February 10, 2026 · Ashan Veymont

The Speed Trap

Dubai moves fast. This is part of its appeal and part of its danger. In a city where deals close quickly, where new sectors emerge overnight, where the social infrastructure rewards momentum and visible action, it is easy to confuse speed with strategy.

The founders who have built the most durable companies and the most resilient portfolios in this city share a characteristic that is not immediately obvious from the outside: they are the slowest thinkers in the room. Not slow in execution — in thought. They take longer to assess. They ask fewer questions, but better ones. They do not move until they have seen further than everyone else at the table.

This is not a coincidence. And an increasing number of them have arrived at the same place to develop it.

What Chess Offers That Dubai Cannot

Dubai offers almost everything a serious operator needs. Capital. Deal flow. A network that spans three continents. Access to talent, infrastructure, and an environment that genuinely rewards ambition.

What it does not offer — what no city offers — is a structured, adversarial environment for developing strategic thinking. Business is too slow and too ambiguous for that. Social environments reward performance over depth. Most professional relationships are too cooperative to provide the kind of honest, pressure-tested feedback that actually improves your thinking.

Chess provides exactly this. Every game is an honest assessment of how your mind works under pressure. You cannot delegate the thinking. You cannot manage the perception of how well you are doing. The board shows you exactly where your reasoning failed, where you saw too shallowly, where you flinched. And then you play again.

The Network Effect of Sovereign Thinking

There is a second reason serious founders in Dubai are returning to chess, and it is more practical than philosophical.

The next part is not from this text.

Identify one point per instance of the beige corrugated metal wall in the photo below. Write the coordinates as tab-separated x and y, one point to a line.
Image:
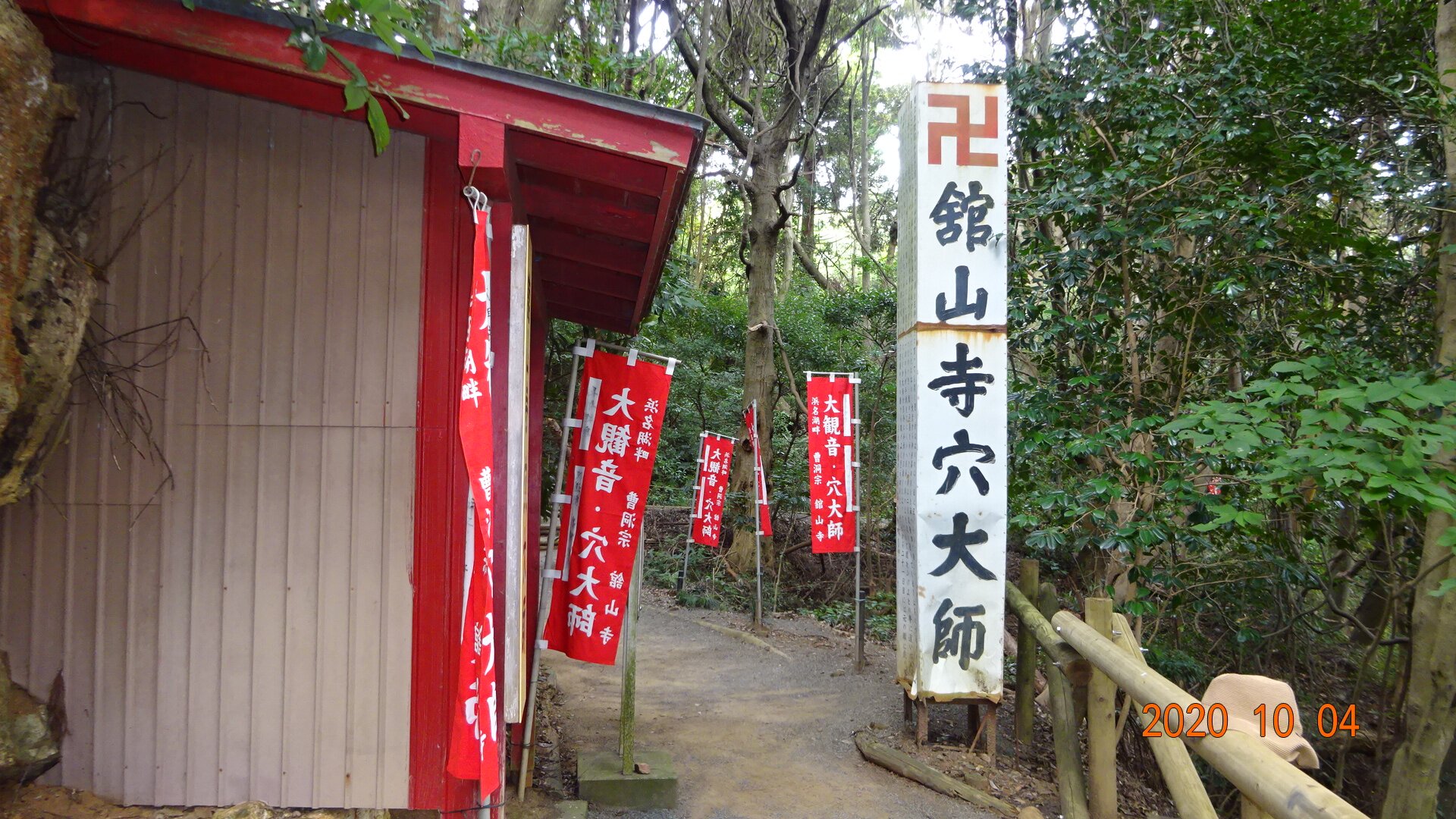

The people who take chess seriously at this level — who have committed to developing the cognitive framework rather than merely playing recreationally — are a specific kind of person. They are patient. They are precise. They are comfortable with complexity. They think in systems. They do not make decisions based on emotion or social pressure. They have a high tolerance for discomfort, including the discomfort of being wrong in ways they can no longer avoid seeing.

These are exactly the people you want as partners, investors, and advisors. And chess is one of the few filters that reliably identifies them — because you cannot fake it at the board. The game strips away everything except how you actually think.

Why Now

The return to chess among serious operators in Dubai reflects a broader shift that is visible across multiple high-performance communities globally. In an environment where AI handles more and more of the tactical and analytical work, the premium on genuinely strategic thinking — the kind that operates at a level of abstraction and foresight that models cannot yet replicate — has increased dramatically.

The founders who understand this are actively investing in the development of their own cognitive capabilities in ways that go beyond conventional professional development. Chess is part of that investment. Not because it is fashionable, but because it is one of the few practices that directly develops the specific thinking skills that are becoming more valuable, not less, as the technological landscape evolves.

The Sovereign Chess Society exists because the intersection of these two realities — Dubai's concentration of serious operators and the renewed premium on deep strategic thinking — creates the conditions for something that has not existed here before: a genuine community of practice around sovereign chess thinking, built around people who are already operating at the level where it matters most.